That's a 7× slowdown from software fallback on otherwise-identical hardware. Real users on Linux setups (especially ARM, less-common GPU configs, browser-specific driver issues) can end up in this state without realizing it. Framework documentation should mention how to detect software rendering (gl.getParameter(gl.RENDERER) reveals it via "SwiftShader" or similar in the string) and how to advise users about it.

For LumaWeave specifically, this also explains why interactive performance on the Orange Pi 5 Max sits around 12-16 FPS on Chromium and 3-5 FPS on Vivaldi. That's the software-rendering tax compounded across every frame of the visible-scene render plus picking pass.
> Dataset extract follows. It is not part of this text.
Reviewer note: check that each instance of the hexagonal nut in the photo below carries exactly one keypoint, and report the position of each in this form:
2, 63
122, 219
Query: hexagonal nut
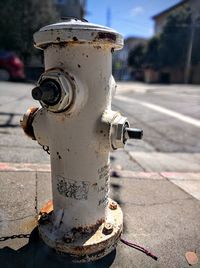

Switching from Vivaldi to Chromium with Panfrost is one of the bigger single improvements available to users on that hardware class.


Cross-platform summary

Consolidated view of the picking pass at production scale (1000 heavy quads, mid-resolution framebuffer):

PlatformNormal renderPicking, no bailoutPicking, with bailoutBailout savings
Safari / macOS 26 / Apple M4 Max0.87ms0.57ms0.53ms~0ms
Brave / macOS 26 / Apple M4 Max0.92ms0.55ms0.51ms~0ms
Firefox / Linux / RTX 4070 Super0.72ms0.70ms0.68ms~0ms
Chrome / Linux / RTX 4070 Super0.52ms0.46ms0.33ms0.13ms
Chrome / Windows 11 / RTX 40601.17ms1.53ms1.72ms-0.2ms*
Chromium / Linux / Mali-G610 (ARM)6.3ms6.4ms4.0ms2.4ms
Firefox / Linux / Intel HD 40005.4ms5.3ms2.6ms2.7ms
Safari / Catalina / Intel HD 400021.2ms21.0ms4.8ms16.2ms
Vivaldi / Linux / SwiftShader (CPU)49.7ms50.7ms36.3ms14.4ms

* The Windows 11 result inverts slightly at this specific test, within run-to-run variance. The 1000-quad bailout test in the same run shows the expected 1.34× speedup. Single-machine, single-run results in tight ranges should be treated as directional.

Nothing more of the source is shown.